I can see general questions talking about how to use ImageDataGenerator from keras to develop training and validation sets (e.g. here).
I have a CSV file of image names, and a binary label of each image. I want to divide that up into a set of training, validation and test set.
I wrote this:
traindf=pd.read_csv('/content/drive/images_and_labels.txt',dtype=str,sep='\s')
traindf.columns = ['image','label','none1','none2','none3']
traindf.drop(['none1', 'none2','none3'], axis=1)
datagen=ImageDataGenerator(rescale=1./255.,validation_split=0.25)
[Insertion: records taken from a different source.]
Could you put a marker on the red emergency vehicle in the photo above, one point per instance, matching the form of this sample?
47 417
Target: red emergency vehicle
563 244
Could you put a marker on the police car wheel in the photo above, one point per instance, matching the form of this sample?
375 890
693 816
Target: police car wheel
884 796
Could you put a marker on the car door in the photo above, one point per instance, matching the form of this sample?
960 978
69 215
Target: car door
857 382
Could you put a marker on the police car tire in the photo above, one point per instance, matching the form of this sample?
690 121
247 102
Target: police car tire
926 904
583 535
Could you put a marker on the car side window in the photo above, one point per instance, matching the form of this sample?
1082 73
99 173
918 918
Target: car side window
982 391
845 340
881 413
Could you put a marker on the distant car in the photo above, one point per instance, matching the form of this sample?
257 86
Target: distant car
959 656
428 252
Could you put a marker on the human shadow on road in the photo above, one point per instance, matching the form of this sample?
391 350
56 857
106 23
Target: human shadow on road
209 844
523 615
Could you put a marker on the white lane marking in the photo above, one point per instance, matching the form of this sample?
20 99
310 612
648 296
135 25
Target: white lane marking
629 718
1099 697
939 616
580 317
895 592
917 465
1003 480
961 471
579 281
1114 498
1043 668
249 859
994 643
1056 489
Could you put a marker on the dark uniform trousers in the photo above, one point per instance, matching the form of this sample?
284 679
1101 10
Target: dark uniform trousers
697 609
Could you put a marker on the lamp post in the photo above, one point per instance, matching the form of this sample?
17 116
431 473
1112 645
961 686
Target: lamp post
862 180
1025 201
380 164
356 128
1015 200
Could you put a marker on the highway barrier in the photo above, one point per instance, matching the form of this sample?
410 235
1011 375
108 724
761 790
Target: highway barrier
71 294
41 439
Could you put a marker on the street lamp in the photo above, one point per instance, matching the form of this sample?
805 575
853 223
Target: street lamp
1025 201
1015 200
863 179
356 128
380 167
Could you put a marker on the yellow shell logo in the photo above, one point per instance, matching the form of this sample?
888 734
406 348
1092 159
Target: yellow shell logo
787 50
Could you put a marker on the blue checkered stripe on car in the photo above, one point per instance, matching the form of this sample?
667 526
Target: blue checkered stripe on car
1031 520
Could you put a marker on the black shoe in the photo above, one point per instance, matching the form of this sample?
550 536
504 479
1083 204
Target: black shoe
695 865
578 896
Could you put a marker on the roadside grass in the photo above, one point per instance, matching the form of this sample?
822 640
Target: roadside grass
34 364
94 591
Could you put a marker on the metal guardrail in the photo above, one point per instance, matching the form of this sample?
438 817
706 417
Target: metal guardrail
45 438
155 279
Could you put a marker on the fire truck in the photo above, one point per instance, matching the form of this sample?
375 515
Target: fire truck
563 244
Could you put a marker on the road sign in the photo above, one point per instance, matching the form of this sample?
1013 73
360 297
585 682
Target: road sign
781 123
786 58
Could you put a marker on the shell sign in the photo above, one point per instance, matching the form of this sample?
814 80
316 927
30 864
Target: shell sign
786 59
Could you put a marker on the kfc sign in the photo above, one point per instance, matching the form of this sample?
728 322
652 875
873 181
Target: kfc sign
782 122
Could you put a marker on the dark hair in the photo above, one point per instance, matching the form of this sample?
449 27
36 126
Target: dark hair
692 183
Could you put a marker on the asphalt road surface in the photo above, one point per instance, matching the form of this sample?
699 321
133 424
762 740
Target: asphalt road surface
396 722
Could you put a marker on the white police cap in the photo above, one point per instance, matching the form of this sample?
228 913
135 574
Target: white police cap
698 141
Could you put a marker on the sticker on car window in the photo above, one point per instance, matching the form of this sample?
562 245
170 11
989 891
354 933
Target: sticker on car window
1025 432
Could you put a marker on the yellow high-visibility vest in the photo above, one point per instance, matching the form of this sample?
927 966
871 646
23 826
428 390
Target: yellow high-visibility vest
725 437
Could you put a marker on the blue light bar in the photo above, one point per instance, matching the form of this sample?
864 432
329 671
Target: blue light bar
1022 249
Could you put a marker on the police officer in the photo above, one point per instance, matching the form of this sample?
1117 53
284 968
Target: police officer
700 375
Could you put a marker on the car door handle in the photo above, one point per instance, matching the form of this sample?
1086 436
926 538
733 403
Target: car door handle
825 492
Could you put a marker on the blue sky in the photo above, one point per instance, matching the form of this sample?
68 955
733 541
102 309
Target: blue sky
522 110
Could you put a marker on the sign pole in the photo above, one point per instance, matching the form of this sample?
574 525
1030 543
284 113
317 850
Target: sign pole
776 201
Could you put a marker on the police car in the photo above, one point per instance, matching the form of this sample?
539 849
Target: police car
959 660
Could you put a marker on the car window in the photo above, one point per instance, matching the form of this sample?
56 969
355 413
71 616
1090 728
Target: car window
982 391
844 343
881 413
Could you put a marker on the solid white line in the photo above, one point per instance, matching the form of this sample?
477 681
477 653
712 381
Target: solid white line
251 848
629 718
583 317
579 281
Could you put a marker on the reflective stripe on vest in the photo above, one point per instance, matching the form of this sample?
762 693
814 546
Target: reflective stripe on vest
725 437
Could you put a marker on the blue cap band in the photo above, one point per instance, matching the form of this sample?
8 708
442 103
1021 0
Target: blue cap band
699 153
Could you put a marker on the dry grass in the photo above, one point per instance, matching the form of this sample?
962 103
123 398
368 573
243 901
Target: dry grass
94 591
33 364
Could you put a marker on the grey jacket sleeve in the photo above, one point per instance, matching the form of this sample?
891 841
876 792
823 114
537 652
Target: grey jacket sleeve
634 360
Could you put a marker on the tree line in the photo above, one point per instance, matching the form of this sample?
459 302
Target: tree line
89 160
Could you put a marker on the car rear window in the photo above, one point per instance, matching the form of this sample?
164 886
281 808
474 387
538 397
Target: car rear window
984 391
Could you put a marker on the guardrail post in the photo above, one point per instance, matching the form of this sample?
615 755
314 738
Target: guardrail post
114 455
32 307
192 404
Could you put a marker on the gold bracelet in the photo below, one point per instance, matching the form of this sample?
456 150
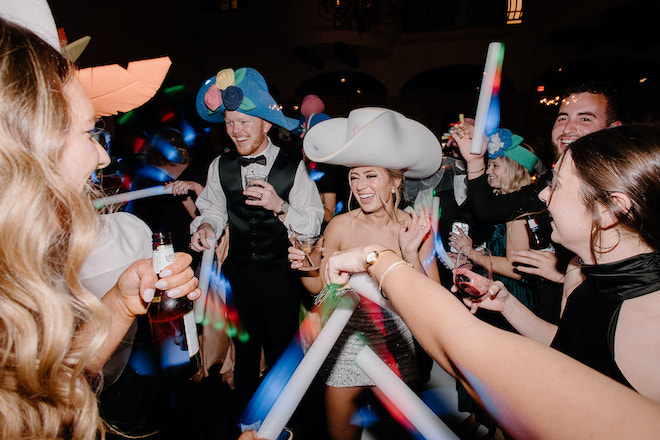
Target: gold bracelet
382 278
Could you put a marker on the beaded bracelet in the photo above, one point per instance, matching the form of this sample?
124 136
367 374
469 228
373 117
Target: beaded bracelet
382 278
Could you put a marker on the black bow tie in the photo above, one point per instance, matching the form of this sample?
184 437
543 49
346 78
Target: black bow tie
245 161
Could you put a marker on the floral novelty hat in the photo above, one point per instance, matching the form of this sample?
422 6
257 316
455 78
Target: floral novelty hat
375 136
503 143
243 90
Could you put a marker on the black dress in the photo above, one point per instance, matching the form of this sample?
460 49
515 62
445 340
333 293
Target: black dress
588 325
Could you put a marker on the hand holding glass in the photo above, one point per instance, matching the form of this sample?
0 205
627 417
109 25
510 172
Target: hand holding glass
311 245
473 273
248 182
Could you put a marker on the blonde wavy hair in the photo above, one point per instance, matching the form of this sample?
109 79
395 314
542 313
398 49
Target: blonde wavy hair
517 175
47 230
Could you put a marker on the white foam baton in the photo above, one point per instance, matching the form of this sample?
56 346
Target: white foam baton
302 377
204 279
485 95
418 414
437 240
132 195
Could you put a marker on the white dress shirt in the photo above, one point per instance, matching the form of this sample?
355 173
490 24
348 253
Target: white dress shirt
305 208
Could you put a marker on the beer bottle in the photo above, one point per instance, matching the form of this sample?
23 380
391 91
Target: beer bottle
172 320
537 239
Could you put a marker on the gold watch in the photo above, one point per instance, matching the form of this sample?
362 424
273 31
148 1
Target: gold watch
372 257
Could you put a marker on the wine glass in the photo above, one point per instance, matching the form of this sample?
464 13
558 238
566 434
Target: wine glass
473 273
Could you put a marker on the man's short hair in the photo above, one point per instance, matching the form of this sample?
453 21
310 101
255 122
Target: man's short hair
603 88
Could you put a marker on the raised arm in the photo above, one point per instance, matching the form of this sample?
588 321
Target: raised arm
525 386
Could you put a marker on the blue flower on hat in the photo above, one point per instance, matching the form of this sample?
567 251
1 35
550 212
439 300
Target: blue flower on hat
499 142
243 90
232 97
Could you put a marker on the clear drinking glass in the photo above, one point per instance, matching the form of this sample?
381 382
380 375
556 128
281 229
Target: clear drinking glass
473 273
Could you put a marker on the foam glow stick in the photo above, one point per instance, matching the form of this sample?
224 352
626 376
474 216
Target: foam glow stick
489 90
367 287
411 407
437 240
302 377
204 280
132 195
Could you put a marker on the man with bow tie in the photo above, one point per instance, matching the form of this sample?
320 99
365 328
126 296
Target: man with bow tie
266 292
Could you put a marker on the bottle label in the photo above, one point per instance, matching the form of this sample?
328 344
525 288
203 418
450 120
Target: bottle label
532 224
162 257
191 333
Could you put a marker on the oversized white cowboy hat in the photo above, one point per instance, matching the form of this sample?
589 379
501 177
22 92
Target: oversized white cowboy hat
375 136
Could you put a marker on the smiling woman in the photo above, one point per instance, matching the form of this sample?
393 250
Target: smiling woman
82 154
378 165
604 207
55 335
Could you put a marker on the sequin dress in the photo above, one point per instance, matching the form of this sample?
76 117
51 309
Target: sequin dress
384 331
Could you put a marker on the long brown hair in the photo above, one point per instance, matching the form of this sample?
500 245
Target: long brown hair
624 160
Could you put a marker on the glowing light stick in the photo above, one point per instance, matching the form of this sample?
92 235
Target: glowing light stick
204 279
437 240
487 120
132 195
419 416
367 287
302 377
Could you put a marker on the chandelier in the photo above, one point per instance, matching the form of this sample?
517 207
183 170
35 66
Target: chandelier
360 15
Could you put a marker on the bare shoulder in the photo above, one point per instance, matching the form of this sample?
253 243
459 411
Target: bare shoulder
337 223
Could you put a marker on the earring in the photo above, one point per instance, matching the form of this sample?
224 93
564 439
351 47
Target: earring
603 250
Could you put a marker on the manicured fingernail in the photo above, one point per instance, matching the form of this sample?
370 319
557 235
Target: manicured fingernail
173 292
148 295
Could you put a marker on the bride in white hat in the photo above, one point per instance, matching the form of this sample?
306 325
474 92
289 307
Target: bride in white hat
380 147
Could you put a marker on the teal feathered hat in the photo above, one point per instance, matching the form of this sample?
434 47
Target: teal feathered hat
243 90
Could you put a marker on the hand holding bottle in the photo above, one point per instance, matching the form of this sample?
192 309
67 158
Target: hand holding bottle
136 286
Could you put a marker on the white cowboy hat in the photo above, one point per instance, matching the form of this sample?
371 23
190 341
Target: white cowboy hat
375 137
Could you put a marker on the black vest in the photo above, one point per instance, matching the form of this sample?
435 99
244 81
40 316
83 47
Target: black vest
255 234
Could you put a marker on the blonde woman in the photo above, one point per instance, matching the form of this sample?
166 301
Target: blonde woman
510 167
55 335
378 164
510 164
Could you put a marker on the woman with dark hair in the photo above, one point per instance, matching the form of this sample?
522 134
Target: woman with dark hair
604 202
604 206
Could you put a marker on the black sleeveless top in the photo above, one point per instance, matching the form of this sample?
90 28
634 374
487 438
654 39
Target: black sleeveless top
255 234
588 325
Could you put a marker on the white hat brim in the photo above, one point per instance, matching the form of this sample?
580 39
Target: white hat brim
375 137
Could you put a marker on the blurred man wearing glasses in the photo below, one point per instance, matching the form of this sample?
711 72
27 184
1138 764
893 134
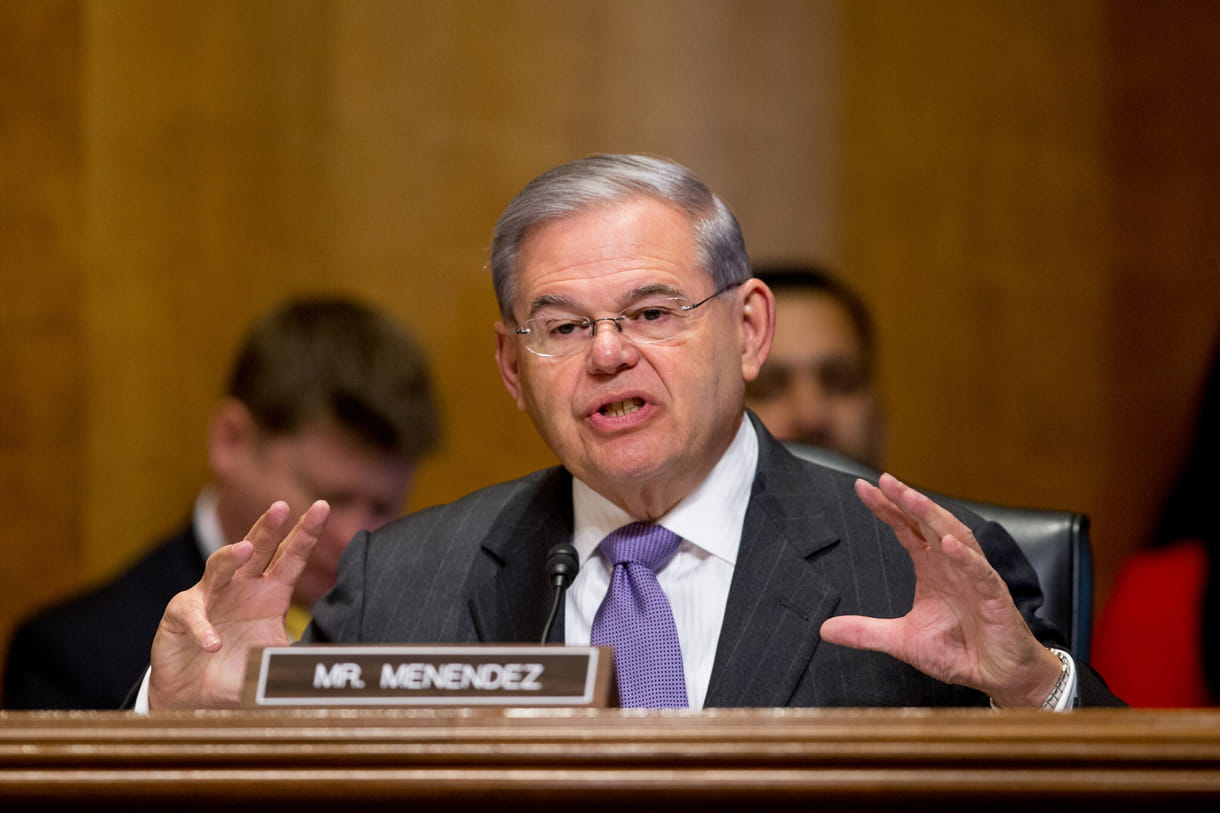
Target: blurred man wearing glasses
630 326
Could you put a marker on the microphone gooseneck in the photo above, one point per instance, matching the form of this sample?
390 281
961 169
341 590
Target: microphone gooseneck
561 568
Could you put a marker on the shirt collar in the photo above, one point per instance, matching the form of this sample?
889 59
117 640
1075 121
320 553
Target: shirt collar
710 516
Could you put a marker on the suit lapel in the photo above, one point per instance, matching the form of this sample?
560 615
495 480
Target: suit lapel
513 602
777 599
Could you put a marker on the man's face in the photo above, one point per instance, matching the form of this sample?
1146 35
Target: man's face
365 488
814 387
642 424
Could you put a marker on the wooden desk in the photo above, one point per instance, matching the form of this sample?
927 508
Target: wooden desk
747 759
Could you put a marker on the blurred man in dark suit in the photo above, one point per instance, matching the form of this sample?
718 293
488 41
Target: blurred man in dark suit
819 383
327 399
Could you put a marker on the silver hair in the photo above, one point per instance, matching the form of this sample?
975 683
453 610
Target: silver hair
588 182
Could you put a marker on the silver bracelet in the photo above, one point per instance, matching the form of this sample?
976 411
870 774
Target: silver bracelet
1057 692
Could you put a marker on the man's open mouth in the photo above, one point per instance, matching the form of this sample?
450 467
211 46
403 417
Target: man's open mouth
621 408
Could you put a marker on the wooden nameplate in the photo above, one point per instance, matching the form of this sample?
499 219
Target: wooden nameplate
348 675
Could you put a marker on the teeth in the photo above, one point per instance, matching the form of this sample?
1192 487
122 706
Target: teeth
621 408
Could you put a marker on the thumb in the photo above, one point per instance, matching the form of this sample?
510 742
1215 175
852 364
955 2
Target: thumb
859 632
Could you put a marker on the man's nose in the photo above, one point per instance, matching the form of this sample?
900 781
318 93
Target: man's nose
610 349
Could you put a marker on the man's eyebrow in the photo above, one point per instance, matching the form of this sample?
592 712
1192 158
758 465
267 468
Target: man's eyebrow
550 300
654 289
628 297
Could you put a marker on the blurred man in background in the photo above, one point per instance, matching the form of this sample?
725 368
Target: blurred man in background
818 386
327 399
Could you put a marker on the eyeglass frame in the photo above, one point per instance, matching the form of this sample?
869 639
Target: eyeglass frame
592 324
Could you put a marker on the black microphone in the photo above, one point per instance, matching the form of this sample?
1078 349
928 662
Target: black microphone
561 567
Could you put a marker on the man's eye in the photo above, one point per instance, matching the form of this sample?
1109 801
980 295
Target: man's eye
652 314
564 327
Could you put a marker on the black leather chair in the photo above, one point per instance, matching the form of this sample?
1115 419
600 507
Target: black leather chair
1055 542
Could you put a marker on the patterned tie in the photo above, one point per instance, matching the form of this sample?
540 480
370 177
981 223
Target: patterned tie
636 619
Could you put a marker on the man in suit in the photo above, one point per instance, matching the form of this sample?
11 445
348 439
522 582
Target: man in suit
818 383
327 398
630 326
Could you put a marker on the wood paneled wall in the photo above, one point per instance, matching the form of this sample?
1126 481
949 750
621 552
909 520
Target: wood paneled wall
1010 184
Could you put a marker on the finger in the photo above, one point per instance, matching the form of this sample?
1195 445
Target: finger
932 520
295 549
266 535
222 565
187 613
904 526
train_generator=datagen.flow_from_dataframe(
dataframe=traindf,
directory="/content/drive/",
x_col="image",
y_col="label",
subset="training",
batch_size=32,
seed=42,
shuffle=True,
class_mode="categorical",
target_size=(150,150)
)
validation_generator=datagen.flow_from_dataframe(
dataframe=traindf,
directory="/content/drive/",
x_col="image",
y_col="label",
subset="validation",
batch_size=32,
seed=42,
shuffle=True,
class_mode="categorical",
target_size=(150,150)
)
What I don't understand is how to split that into three data sets, training, test and validation?
When I just try to make another generator called test with:
test_generator=datagen.flow_from_dataframe( dataframe=traindf, directory="/content/drive/", x_col="image", y_col="label", subset="test", batch_size=32, seed=42, shuffle=True, class_mode="categorical", target_size=(150,150) )
I get: ValueError: Invalid subset name: test;expected "training" or "validation"
How do I use ImageDataGenerator to divide a CSV file into three data sets, training, validation and test, so I can build a model with train and validation, and then test on test at the end? I saw here that it was not possible to do, but that question was >3.5 years ago, am wondering if it is now possible?